One Out of Many Queries

if you typically look for queries for one or two time series in a metric (that is, multiple label values are different), make sure that version 2.3 or later is used and that explicitTags is enabled in the query. The query must list all the tags key associated with the data you are looking for, but it enables special filters on the HBase, which will help reduce the number of rows scanned. Please refer to query filter for details.

or, if you put a high cardinality tag in the metric name, this will greatly reduce the amount of data scanned during the query and improve performance. See Writing data for more information

High cardinality query

The best way for to improve the performance of queries that aggregate many time series is to run OpenTSDB 2.2 or later with salting enabled and run multiple regionserver in the HBase cluster. This executes the query in parallel, taking a subset of data from each regionserver and merging the results. For example, for a single regionserver, the query may take 10 seconds to complete. When using salting to write the same data to five regionserver, the same query takes about 2 seconds, which is determined by the time required for the slowest regionserver response. Merging collections is usually trivial.

Wide time range query

If observes a bottleneck between TSD and consumer applications, such as UI or API clients, then downsampling can be used and benefit from queries that view a wide time range (such as months or years). Using a drop sampler will reduce the amount of data serialized by TSD and sent to the user.

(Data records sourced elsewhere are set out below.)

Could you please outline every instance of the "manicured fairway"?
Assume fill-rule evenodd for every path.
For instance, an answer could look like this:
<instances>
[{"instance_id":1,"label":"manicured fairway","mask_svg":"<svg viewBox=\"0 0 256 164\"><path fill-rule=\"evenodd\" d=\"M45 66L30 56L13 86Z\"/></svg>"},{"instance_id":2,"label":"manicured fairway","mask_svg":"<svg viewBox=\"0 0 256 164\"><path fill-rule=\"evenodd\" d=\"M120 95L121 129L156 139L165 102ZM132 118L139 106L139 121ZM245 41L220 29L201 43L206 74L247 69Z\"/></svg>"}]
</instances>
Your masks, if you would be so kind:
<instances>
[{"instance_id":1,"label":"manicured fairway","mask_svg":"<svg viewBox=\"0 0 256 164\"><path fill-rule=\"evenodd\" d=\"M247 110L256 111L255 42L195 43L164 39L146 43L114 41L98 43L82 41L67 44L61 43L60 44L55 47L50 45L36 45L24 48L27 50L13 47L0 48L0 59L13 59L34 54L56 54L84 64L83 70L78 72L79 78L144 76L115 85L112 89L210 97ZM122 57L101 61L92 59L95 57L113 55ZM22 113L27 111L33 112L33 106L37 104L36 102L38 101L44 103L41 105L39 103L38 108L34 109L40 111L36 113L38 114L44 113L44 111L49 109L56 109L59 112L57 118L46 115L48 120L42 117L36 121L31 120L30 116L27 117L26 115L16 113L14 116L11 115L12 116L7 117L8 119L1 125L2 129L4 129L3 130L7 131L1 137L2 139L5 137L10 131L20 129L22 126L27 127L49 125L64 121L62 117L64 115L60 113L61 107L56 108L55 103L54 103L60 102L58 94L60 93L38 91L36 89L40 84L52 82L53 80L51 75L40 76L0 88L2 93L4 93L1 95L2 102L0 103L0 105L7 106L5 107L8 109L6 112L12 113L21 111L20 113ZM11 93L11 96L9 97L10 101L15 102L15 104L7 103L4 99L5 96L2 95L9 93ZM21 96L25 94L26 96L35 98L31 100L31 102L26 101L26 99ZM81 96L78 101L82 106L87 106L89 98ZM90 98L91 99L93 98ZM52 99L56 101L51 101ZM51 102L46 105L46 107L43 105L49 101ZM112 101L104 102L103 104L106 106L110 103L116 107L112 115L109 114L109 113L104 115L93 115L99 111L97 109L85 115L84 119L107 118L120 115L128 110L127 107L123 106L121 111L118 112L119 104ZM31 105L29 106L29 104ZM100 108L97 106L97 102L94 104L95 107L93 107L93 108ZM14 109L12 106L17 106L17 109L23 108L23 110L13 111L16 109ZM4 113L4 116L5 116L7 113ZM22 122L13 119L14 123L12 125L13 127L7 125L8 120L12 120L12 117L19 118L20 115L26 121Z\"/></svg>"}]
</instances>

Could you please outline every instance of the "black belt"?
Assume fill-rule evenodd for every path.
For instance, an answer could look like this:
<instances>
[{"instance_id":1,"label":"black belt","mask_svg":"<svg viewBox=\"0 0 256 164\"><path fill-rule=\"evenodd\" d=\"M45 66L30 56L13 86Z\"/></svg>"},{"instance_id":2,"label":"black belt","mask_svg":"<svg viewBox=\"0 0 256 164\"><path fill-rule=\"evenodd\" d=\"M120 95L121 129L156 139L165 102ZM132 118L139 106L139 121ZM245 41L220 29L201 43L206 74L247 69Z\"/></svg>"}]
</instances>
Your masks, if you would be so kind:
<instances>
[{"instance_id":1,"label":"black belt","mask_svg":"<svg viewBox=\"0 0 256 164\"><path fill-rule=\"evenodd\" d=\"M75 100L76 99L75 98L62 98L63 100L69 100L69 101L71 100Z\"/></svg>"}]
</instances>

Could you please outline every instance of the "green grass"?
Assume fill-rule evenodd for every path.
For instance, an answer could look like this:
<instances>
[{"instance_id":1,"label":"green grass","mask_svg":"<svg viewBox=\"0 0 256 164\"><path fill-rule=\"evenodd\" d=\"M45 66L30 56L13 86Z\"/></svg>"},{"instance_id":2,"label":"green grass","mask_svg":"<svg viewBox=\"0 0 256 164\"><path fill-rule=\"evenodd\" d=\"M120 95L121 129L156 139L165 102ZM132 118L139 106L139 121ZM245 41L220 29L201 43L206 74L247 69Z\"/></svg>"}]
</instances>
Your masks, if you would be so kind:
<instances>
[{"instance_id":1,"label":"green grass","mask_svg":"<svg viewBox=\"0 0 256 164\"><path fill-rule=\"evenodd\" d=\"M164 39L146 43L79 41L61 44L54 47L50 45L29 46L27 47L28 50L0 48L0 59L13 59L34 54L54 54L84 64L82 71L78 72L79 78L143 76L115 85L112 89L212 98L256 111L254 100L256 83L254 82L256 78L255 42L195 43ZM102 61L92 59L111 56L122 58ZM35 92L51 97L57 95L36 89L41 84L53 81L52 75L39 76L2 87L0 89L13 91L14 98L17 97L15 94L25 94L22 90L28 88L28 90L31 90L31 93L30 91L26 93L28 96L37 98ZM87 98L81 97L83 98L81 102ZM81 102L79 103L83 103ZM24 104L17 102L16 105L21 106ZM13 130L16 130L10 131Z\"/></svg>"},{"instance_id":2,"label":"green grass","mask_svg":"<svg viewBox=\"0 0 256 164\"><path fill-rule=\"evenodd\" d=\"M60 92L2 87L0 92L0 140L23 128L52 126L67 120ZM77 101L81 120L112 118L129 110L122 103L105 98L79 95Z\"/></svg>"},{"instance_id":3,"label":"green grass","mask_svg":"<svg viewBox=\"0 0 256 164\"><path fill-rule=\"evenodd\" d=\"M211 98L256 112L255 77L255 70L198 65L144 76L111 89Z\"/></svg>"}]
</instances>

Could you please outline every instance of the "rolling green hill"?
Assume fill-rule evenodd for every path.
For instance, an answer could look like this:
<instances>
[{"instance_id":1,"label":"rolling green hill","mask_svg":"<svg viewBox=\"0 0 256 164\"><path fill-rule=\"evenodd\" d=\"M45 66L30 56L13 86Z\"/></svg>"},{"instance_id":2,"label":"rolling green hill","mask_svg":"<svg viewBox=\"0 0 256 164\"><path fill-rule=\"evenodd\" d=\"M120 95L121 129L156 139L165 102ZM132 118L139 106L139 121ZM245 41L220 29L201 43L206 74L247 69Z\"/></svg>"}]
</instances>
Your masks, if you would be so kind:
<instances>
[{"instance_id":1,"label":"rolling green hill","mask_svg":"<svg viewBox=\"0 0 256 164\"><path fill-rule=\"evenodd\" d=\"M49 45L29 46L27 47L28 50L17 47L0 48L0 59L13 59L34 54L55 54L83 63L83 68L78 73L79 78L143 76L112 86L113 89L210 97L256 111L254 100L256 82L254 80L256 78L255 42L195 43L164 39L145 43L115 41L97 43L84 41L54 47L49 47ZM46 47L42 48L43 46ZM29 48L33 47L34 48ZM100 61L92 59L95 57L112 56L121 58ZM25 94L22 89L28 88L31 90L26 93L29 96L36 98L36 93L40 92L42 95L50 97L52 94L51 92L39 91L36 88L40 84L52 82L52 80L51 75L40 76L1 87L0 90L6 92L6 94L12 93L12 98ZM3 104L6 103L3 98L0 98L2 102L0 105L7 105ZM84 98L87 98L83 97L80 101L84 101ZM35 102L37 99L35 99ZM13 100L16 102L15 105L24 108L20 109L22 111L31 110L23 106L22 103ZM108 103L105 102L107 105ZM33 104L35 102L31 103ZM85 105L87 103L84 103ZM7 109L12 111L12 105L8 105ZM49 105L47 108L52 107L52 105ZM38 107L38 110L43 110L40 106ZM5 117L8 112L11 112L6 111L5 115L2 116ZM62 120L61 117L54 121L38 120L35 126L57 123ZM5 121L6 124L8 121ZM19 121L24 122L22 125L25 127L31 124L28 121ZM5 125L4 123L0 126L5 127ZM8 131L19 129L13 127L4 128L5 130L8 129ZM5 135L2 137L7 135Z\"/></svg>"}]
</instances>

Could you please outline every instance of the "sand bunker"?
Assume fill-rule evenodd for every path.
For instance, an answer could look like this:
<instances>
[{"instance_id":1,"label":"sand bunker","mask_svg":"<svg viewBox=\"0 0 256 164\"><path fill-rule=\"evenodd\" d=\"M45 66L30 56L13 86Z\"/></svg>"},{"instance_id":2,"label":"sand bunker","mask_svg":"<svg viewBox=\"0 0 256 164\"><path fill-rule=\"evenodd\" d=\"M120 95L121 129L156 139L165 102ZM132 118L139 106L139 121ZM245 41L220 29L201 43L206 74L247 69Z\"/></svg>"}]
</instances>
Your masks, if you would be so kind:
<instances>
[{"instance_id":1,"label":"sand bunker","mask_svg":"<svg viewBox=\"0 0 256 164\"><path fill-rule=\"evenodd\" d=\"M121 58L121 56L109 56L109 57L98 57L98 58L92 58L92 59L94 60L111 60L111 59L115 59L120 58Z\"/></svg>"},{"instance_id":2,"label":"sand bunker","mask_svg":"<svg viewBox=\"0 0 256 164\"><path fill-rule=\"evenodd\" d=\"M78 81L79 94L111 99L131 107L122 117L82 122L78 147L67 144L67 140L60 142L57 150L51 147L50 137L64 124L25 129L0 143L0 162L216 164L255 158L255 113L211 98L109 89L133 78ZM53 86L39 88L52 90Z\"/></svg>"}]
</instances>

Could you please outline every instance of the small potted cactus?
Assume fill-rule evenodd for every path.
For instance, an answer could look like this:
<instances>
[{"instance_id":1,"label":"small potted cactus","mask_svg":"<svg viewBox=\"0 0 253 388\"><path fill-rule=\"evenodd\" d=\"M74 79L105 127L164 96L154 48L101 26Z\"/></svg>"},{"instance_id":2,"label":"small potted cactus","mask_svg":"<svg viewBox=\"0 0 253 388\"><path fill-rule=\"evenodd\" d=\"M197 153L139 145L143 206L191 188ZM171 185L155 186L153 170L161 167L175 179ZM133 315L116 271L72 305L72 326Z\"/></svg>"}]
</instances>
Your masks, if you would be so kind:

However, if there is a bottleneck between storage (HBase) and TSD, the best solution is to start writing data to the volume using OpenTSDB version 2.4 or later. This requires the external system to calculate the time-based rollup and write it to storage. Alternatively, the UI or API client can execute multiple queries and merge the results against multiple TSD with a small time span. In the future, we plan to add these features directly to TSD.

General optimization

Other things that needs to consider:

Multiple readable TSD

runs multiple TSD dedicated to reading data and places load balancers in front of them. This is the most common setting observed when running OpenTSDB and allows you to upgrade TSD by rotation without shutting down the entire system.

Tuning storage

HBase has many parameters that can be adjusted, and in general, most OpenTSDB bottlenecks come from HBase. Be sure to monitor the server, especially queues, caching, response time, CPU and GC.

Educational users

does not have a database system to avoid long-running or resource-wasting queries. Users are required to start with a smaller time range, such as 1 hour, and gradually increase the time range. It can also be a bad idea to help users understand the cardinality and how to request high_cardinality_tag_key=*.

Welcome to subscribe "Shulou Technology Information " to get latest news, interesting things and hot topics in the IT industry, and controls the hottest and latest Internet news, technology news and IT industry trends.

*The comments in the above article only represent the author's personal views and do not represent the views and positions of this website. If you have more insights, please feel free to contribute and share.